Tune the parallelism

Spark is fundamentally about partitioning and parallelism; the go-to technique is to split a batch of data into partitions for each machine to work on in parallel. In Neo4j, parallelism works very differently, which we will describe in this chapter.

Write parallelism in Neo4j

For most writes to Neo4j, it is strongly recommended to repartition your DataFrame to one partition only.

When writing nodes and relationships in Neo4j:

  • writing a relationship locks both nodes.

  • writing a node locks the node.

Additionally, in the Neo4j Causal Cluster model, only the cluster leader may write data. Since writes scale vertically in Neo4j, the practical parallelism is limited to the number of cores on the leader.

The reason a single partition for writes is recommended is that it eliminates lock contention between writes. Suppose one partition is writing:

(:Person { name: "Michael" })-[:KNOWS]->(:Person { name: "Andrea" })

While another partition is writing:

(:Person { name: "Andrea" })-[:KNOWS]->(:Person { name: "Davide" })

The relationship write locks the "Andrea" node - and these writes cannot continue in parallel in any case. As a result, you may not gain performance by parallelizing more, if threads have to wait for each other’s locks. In extreme cases with too much parallelism, Neo4j may reject the writes with lock contention errors.

Dataset partitioning

You can use as many partitions as there are cores in the Neo4j server, if you have properly partitioned your data to avoid Neo4j locks.

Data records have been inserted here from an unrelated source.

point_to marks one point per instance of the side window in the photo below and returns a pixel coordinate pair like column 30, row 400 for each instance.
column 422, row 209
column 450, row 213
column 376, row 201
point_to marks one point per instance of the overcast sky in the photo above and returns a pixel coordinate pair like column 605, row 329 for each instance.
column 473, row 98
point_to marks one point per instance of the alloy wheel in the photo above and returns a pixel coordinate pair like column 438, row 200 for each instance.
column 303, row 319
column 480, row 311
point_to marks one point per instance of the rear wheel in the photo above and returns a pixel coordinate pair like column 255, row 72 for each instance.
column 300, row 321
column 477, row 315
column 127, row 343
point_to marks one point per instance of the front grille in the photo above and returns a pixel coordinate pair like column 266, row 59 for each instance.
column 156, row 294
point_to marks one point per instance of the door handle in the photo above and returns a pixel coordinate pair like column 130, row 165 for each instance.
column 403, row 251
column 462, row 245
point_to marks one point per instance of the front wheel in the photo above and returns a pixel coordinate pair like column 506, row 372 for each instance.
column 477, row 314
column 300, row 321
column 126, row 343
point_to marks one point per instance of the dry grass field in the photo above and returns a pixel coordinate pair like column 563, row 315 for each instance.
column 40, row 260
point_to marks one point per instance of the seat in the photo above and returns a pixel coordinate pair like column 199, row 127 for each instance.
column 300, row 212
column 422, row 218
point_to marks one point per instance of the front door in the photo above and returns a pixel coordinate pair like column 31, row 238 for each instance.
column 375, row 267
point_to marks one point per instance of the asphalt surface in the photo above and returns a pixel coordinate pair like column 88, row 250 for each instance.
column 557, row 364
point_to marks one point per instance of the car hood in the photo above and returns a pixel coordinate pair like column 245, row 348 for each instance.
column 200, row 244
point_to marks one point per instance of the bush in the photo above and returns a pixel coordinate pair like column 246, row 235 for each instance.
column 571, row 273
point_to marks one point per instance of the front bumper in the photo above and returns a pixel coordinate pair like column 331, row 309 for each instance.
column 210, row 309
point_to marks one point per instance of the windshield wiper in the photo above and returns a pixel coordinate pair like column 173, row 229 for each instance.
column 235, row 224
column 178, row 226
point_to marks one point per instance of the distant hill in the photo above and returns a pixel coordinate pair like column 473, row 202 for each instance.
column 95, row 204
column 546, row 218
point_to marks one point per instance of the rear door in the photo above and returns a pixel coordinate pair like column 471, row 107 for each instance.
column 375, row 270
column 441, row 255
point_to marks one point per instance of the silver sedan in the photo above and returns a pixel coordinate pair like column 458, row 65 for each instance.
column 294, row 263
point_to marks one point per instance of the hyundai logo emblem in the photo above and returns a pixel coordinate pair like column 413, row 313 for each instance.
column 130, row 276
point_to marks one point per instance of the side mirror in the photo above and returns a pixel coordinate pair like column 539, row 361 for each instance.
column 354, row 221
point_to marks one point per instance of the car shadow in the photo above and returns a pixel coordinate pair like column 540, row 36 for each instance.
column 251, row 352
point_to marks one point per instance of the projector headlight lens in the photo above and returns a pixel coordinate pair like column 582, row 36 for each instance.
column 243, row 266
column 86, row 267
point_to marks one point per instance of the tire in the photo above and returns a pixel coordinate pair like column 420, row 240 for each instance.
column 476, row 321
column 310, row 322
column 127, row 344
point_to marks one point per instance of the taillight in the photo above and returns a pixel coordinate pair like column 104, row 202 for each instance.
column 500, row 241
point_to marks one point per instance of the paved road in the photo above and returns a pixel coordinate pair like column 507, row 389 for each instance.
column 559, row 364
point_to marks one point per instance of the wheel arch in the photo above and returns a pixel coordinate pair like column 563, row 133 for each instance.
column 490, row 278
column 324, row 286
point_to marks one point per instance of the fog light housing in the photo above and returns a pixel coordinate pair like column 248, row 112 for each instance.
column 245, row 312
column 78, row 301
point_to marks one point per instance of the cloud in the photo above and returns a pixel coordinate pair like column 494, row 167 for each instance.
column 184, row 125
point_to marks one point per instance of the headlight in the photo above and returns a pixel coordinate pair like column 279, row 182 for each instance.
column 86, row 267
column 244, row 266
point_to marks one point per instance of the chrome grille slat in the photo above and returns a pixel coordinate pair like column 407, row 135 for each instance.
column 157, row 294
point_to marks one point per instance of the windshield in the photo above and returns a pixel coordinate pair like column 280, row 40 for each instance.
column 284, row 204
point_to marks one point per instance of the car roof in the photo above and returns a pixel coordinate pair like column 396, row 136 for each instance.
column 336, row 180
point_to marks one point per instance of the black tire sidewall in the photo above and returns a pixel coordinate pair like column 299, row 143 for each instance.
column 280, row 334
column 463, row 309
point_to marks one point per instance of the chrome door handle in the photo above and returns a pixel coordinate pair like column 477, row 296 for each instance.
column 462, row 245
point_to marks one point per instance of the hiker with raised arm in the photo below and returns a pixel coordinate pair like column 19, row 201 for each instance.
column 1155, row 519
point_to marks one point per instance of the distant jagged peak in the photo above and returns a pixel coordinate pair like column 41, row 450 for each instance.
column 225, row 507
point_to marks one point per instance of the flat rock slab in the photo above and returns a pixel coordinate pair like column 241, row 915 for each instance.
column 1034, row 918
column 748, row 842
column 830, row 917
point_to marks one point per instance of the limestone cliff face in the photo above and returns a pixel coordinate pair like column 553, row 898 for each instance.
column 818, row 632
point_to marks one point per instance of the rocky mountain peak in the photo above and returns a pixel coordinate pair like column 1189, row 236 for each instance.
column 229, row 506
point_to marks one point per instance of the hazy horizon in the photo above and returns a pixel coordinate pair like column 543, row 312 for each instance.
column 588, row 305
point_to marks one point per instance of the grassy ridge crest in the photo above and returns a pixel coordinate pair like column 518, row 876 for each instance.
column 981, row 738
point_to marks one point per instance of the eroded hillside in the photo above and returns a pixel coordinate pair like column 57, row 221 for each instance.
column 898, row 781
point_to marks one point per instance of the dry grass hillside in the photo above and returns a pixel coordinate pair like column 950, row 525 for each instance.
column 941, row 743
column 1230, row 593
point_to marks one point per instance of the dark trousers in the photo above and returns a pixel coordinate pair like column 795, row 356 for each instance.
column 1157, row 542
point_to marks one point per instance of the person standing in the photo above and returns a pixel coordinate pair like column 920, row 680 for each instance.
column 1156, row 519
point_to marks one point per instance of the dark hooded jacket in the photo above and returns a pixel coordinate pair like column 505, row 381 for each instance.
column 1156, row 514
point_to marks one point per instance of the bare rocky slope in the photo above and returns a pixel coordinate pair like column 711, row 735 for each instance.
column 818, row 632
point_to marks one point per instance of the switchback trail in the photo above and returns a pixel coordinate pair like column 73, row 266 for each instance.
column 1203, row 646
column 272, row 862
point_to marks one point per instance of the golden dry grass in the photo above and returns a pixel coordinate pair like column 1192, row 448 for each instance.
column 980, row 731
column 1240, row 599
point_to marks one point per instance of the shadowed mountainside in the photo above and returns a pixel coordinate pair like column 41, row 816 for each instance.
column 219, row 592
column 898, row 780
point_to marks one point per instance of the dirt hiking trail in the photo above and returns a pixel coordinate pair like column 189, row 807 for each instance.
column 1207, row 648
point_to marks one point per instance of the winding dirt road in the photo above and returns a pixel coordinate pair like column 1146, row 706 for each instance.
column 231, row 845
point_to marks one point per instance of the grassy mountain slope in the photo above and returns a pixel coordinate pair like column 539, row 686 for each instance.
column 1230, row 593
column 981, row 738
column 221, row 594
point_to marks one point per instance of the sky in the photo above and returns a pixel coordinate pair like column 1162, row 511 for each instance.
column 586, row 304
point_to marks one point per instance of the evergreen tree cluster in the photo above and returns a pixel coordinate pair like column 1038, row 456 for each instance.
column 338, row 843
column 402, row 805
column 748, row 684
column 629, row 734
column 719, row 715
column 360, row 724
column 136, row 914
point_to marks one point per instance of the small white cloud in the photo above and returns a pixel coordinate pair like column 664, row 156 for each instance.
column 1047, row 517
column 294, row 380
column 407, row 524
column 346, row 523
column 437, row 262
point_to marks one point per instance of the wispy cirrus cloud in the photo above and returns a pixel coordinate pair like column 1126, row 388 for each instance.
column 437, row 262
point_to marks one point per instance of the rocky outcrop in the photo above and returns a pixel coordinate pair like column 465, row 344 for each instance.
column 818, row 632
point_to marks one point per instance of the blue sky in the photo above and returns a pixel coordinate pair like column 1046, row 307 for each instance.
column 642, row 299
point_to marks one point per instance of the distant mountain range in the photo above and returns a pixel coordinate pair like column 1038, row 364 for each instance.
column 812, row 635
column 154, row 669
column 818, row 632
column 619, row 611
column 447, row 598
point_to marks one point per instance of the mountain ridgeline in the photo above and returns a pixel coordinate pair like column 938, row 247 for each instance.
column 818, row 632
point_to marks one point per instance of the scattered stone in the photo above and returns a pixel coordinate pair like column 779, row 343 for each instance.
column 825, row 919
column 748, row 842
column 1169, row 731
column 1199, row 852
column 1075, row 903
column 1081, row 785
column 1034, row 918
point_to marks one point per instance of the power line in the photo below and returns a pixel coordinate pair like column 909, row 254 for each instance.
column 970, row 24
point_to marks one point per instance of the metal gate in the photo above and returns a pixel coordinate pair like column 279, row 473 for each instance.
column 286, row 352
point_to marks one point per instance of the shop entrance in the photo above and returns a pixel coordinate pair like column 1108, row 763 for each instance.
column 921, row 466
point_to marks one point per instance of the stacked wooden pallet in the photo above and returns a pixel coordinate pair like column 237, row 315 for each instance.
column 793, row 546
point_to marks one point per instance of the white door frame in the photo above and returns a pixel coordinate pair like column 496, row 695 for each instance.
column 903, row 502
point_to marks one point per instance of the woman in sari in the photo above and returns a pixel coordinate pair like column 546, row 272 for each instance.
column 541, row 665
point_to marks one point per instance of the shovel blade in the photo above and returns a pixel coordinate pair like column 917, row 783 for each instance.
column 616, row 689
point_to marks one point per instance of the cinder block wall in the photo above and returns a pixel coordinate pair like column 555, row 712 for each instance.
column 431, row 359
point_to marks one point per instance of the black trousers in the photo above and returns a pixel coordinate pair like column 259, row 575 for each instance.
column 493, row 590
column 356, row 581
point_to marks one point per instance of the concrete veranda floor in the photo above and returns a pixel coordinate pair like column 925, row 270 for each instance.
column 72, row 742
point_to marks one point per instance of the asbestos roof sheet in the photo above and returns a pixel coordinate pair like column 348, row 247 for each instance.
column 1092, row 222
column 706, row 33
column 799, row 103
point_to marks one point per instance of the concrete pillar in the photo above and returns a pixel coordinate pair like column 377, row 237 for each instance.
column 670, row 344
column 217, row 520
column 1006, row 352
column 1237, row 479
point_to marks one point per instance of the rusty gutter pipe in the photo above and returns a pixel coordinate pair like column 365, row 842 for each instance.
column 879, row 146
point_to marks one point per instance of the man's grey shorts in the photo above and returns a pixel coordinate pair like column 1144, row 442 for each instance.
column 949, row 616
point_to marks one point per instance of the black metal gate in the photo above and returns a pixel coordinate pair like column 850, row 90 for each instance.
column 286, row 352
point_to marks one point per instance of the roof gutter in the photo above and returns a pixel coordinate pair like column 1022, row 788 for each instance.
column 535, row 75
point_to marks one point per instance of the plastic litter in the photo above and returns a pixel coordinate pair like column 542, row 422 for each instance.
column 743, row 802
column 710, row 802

There is an exception to the "one partition" rule above: if your data writes are partitioned ahead of time to avoid locks, you can generally do as many write threads to Neo4j as there are cores in the server. Suppose we want to write a long list of :Person nodes, and we know they are distinct by the person id. We might stream those into Neo4j in four different partitions, as there will not be any lock contention.

Tune the schema sampling

Since the sampling process can be expensive and impact the performance of a data extraction job, it is crucial to tune the sampling parameters properly.

APOC sampling

If APOC is installed, the schema inference uses the apoc.meta.nodeTypeProperties and the apoc.meta.relTypeProperties procedures.

You can tune the sample parameter for both using the apoc.meta.nodeTypeProperties and apoc.meta.relTypeProperties options. For example:

df.read
  .format(classOf[DataSource].getName)
  .option("labels", ":Product")
  .option("apoc.meta.nodeTypeProperties", """{"sample": 10}""")
  .load()

The option supports all the configuration parameters except:

  • includeLabels for apoc.meta.nodeTypeProperties, because the labels are defined by the labels option.

  • includeRels for apoc.meta.relTypeProperties, because the relationship is defined by the relationship option.

Automatic sampling

When APOC is not installed or when the query option is used, the connector infers the schema from a number of records.

You can tune the schema.flatten.limit option to increase or decrease this number.